The latest dispatches from the Golden State of Lunacy have arrived, and it’s no surprise that the terms “outlandish” and “government” are wedded together yet again.
After all, the state that just ended cash bail is always up to something.
Emotional Rescue
Potentially opening a Pandora’s Box of citizens violating other citizens’ constitutional rights based on nothing but feelings, a bill has passed the state legislature allowing co-workers and school personnel to request restraining orders on the gun rights of people who they feel present a threat. The new law enables the courts to temporarily remove guns from someone who receives a complaint, as well as barring the purchase of new firearms of ammunition for the duration of the ban.
While introducing the bill immediately after the school shooting in Parkland, Florida, Assemblyman Phil Ting (D-San Francisco) illustrated how emotion-driven the measure was.
“It just tells people in a workplace environment, if they see something, if they feel something, they can do something about it,” Ting said, “They don’t have to be helpless.”
Moved by the usual hysteria following a highly publicized shooting, Ting obviously gave no consideration to the helpless state a law-abiding citizen would find himself in if a co-worker moved to have his guns confiscated by a judge because the fellow employee felt him to be “angry” or “sullen” or whatever reason an overactive imagination could conjure.
Lame-Duck Fiat
But the idea of losing your gun rights because your cubicle neighbor witnessed your explosion over the latest printer malfunction may have to take a back seat to an even more brazen action: Governor Jerry Brown commuting the sentences of all 748 inmates on death row.
John Phillips at the Orange County Register details how a former state public defender, Quin Denvir, wrote Brown a letter in 2016 urging him to commute all death penalty sentences.
Brown’s office confirmed it had received the letter from Denvir, who helped Unabomber Theodore Kaczynski avoid execution, the Sacramento Bee reported at the time. But, the newspaper noted, the California Constitution did not give the governor power to grant a pardon or commutation to a person “twice convicted of a felony except on recommendation of the Supreme Court, 4 judges concurring.”
“That’s at least half the people on death row,” Michele Hanisee, president of the Association of Deputy District Attorneys in Los Angeles County, told Phillips at the OC Register.

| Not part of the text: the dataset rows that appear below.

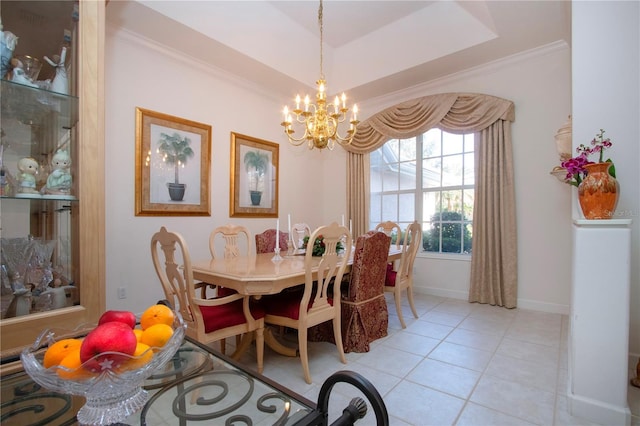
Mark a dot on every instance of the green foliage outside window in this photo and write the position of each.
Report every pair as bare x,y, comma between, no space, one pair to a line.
452,228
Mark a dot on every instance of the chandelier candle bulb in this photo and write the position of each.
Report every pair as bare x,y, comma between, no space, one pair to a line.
318,123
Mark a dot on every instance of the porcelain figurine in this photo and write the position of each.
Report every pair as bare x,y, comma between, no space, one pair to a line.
27,171
60,83
8,42
60,180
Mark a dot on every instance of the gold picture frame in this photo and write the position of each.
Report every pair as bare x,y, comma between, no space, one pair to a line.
173,156
254,177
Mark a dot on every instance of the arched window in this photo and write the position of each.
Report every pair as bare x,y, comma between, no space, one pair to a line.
494,276
428,178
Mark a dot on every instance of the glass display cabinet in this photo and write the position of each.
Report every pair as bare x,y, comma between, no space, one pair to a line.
51,167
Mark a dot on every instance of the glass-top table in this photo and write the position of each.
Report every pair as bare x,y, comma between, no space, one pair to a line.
197,386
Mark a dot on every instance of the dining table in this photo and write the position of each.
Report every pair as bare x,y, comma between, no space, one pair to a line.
264,274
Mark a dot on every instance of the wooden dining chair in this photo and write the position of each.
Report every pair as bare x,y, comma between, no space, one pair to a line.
392,229
365,315
401,279
266,241
316,304
237,241
207,320
298,232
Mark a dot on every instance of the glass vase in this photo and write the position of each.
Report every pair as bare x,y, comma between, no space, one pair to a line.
598,192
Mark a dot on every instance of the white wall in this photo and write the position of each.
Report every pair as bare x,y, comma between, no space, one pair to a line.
539,83
139,75
606,94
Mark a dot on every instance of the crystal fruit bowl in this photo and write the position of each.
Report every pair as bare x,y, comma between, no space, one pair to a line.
113,393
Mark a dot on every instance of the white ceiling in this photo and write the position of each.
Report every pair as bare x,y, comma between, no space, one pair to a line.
370,47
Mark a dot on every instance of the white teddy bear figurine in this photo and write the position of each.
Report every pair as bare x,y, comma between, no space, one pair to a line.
59,181
27,170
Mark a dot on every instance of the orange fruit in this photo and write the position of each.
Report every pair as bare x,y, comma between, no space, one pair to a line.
156,314
138,333
142,356
157,335
74,364
56,352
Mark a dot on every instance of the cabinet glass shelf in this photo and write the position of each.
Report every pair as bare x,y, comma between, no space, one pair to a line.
33,105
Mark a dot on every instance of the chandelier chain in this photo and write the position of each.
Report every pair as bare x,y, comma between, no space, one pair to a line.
319,120
321,28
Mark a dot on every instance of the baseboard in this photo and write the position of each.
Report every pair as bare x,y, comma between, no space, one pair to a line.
634,359
552,308
442,292
532,305
598,411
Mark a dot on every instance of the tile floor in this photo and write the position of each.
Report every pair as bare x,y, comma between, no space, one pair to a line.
457,364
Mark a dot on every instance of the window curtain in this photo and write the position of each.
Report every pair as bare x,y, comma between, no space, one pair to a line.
494,258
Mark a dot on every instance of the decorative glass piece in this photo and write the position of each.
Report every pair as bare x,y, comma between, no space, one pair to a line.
112,394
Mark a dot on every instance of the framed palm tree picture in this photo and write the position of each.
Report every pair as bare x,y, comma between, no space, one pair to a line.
173,156
254,177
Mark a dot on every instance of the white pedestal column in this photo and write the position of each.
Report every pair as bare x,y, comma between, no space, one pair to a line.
599,340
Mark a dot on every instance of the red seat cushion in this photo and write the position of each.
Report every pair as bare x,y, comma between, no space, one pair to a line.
219,317
286,304
390,279
225,291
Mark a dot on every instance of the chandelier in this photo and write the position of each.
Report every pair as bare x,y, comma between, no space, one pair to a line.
320,120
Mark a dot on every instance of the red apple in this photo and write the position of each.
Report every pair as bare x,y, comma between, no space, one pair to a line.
112,336
122,316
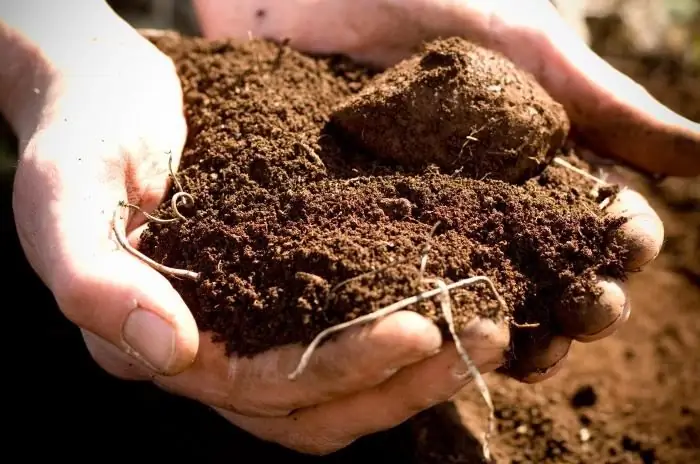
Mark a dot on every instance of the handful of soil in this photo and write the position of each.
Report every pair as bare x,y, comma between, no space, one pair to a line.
309,171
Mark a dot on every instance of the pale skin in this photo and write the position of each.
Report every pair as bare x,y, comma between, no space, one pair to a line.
97,107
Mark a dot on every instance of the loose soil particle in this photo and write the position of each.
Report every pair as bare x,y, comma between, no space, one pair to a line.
286,209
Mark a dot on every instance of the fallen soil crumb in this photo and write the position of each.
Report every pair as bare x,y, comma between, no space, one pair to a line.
285,209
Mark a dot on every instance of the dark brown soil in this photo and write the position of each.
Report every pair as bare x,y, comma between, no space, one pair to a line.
631,398
286,209
461,107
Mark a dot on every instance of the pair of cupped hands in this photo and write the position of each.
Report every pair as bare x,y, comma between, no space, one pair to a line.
98,109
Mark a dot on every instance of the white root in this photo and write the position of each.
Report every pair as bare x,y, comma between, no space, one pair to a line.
385,311
446,308
180,273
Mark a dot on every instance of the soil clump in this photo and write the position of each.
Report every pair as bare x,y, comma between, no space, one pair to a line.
286,208
461,107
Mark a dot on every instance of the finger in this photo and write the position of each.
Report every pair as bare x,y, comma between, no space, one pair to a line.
614,115
538,353
65,194
594,314
643,233
328,427
360,358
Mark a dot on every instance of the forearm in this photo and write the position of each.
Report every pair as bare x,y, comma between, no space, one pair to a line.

And that would seem to have put an end to the matter. Until the California Supreme Court issued an administrative order out of the blue on March 28 clearing the way for Brown “to legally commute the sentences of every inmate on death row,” as Phillips states.
The move seems tailored to enable a lame-duck governor known for his propensity to grant pardons to go on a binge before he leaves office in January. Even so, Brown would be going against the wishes of a majority of California voters, who defeated a measure to overturn the death penalty in 2016 and approved another measure to speed up executions.
The San Jose Mercury News notes that Brown is personally opposed to the death penalty but vowed to carry it out as governor.
He hasn’t commuted a death sentence in 16 years in office.
“But in his 20s,” the paper reports, “Brown joined anti-death penalty protesters singing ‘We Shall Overcome’ outside the gates of San Quentin State Prison as an inmate went to the gas chamber inside.”
The OC Register‘s Phillips sees an orchestrated campaign in the works:
“Brown and his anti-death penalty cronies could very well be in collusion with the California Supreme Court to thwart the will of the people and effectively end the death penalty in the Golden State – something Jerry has been trying to do since his dad was governor back in the 1950s and 1960s.”
It’s just another day in Crazy California.